Der französische Russlandexperte Nicolas Tenzer fragt in seinem Blog, ob man Russland als einen "terroristischen Staat" definieren sollte. Dafür spräche, dass Verbrechen wie Butscha terroristischen Akten gleichen. Eine solche Definition hätte rechtliche Konsequenzen, etwa "dass Vertreter eines terroristischen Staates ihre diplomatische Immunität verlieren würden und auf dem Boden eines jeden Drittstaates, der ein solches Gesetz erlassen hat, verhaftet werden könnten. Wie jede terroristische Gruppe würde auch der russische Staat zu einem Pariastaat werden. Es sei darauf hingewiesen, dass einige Länder, darunter Litauen, Russland bereits offiziell als terroristischen Staat bezeichnet haben."

Frieden in der Ukraine? Ja, gerne, aber wie, fragt Herfried Münkler in der NZZ. In einem Krieg will der Überlegene in der Regel nicht verhandeln: "Dieses Problem kennen auch jene, die jetzt ein sofortiges Kriegsende fordern; deswegen haben sie ihre Forderungen an die im Kriegsgeschehen unterlegene Seite adressiert.

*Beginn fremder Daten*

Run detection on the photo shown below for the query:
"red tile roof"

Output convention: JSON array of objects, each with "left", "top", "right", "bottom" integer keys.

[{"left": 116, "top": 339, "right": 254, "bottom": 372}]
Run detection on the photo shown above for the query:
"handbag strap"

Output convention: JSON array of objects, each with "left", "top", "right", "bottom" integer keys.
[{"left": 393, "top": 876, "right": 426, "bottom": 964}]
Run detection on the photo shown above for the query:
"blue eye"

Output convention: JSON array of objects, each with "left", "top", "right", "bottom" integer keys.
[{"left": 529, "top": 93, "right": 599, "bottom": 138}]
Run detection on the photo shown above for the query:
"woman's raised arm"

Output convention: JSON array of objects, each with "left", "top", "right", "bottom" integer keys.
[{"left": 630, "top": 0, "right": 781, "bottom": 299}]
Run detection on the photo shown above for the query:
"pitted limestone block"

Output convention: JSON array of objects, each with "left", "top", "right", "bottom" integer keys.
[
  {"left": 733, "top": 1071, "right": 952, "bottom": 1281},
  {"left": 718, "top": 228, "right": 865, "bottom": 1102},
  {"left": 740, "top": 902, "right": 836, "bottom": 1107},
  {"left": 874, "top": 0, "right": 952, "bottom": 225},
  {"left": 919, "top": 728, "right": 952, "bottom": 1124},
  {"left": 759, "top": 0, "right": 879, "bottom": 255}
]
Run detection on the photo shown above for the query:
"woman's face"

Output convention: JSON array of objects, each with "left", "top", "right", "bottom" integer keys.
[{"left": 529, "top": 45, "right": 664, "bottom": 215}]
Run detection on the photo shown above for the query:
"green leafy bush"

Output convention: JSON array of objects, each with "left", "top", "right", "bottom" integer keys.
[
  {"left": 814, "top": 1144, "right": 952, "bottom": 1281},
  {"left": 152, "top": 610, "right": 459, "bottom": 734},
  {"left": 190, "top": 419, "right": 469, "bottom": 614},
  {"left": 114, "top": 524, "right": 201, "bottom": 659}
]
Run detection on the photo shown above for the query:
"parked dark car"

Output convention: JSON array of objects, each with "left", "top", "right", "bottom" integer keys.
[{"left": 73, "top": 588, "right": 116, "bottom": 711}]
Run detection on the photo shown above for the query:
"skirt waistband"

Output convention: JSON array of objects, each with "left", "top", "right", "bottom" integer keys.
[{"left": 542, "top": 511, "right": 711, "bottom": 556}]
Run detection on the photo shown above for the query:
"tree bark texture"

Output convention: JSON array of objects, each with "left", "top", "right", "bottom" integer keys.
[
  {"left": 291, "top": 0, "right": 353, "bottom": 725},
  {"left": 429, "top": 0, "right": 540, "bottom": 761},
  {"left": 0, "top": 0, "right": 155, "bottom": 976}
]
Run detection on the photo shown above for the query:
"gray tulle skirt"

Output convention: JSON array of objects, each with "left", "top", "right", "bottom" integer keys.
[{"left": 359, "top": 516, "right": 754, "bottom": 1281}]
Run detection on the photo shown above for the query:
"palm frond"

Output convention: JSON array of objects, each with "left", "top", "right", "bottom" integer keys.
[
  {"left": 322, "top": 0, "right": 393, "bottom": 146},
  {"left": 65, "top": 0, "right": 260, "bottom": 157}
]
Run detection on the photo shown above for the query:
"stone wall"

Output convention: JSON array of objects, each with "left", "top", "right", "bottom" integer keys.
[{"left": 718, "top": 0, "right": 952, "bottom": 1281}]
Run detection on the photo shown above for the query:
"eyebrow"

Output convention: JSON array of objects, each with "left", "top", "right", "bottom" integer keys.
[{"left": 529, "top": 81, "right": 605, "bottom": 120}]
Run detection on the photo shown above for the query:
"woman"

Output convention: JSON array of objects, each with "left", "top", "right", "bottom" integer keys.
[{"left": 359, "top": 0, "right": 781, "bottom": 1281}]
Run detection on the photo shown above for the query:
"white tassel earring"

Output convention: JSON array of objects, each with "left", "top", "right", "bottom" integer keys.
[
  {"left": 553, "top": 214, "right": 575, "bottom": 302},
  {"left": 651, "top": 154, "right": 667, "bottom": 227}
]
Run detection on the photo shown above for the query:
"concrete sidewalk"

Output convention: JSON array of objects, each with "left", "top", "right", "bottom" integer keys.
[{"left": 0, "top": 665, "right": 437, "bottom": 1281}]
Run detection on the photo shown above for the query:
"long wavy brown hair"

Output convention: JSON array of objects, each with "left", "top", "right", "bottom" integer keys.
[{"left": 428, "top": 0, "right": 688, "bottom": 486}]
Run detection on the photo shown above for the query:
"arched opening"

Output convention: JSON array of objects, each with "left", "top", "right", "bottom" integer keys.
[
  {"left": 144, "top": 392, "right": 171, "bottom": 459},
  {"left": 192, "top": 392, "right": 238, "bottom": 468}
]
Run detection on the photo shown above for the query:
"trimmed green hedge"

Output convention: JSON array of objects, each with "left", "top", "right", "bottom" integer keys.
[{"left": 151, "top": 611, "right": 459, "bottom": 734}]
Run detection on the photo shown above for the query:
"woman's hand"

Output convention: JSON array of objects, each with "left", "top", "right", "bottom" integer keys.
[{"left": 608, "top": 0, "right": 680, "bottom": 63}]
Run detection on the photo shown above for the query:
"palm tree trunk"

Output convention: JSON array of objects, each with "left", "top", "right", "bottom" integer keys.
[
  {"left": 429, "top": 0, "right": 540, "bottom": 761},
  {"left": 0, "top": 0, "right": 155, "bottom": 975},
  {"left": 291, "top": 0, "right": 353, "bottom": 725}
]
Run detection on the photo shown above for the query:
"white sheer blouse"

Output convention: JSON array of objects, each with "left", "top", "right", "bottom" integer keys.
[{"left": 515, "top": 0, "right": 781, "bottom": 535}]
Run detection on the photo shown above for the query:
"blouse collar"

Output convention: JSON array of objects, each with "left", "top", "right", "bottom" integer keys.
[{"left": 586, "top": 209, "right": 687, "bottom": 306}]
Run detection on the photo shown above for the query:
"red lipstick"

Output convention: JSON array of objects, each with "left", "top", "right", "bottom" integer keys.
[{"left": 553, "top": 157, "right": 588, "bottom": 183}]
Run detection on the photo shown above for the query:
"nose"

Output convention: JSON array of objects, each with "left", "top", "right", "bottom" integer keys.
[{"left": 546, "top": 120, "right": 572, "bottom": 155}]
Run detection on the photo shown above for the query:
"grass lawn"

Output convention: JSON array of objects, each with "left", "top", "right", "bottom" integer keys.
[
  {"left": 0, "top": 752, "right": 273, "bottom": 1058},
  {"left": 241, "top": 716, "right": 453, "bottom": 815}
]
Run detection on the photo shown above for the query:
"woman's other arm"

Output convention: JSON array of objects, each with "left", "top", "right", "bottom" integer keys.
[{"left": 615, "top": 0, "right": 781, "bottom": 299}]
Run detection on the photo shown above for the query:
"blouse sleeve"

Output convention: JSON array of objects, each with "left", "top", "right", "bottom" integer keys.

Den Überlegenen, der obendrein der Angreifer ist, sprechen sie nicht an. Sie ahnen, dass sie bei ihm auf taube Ohren stoßen würden. ... So direkt wollen Befürworter eines schnellen Kriegsendes die Kapitulationsaufforderung an die Ukraine nicht aussprechen; stattdessen fordern sie die sofortige Beendigung der westlichen Waffen- und Munitionslieferungen an die Ukraine. Wenn man keine Waffen hat, erübrigt sich deren Niederlegen. Und da Russland im Vergleich mit der Ukraine die sehr viel größeren Reserven an Waffen und Munition hat, läuft die Einstellung westlicher Waffenlieferungen auf ein Wehrlosmachen der Ukraine - und das heißt: einen russischen Siegfrieden - hinaus." Wer das für neutral hält, sollte noch einmal Talleyrand lesen, empfiehlt Münkler.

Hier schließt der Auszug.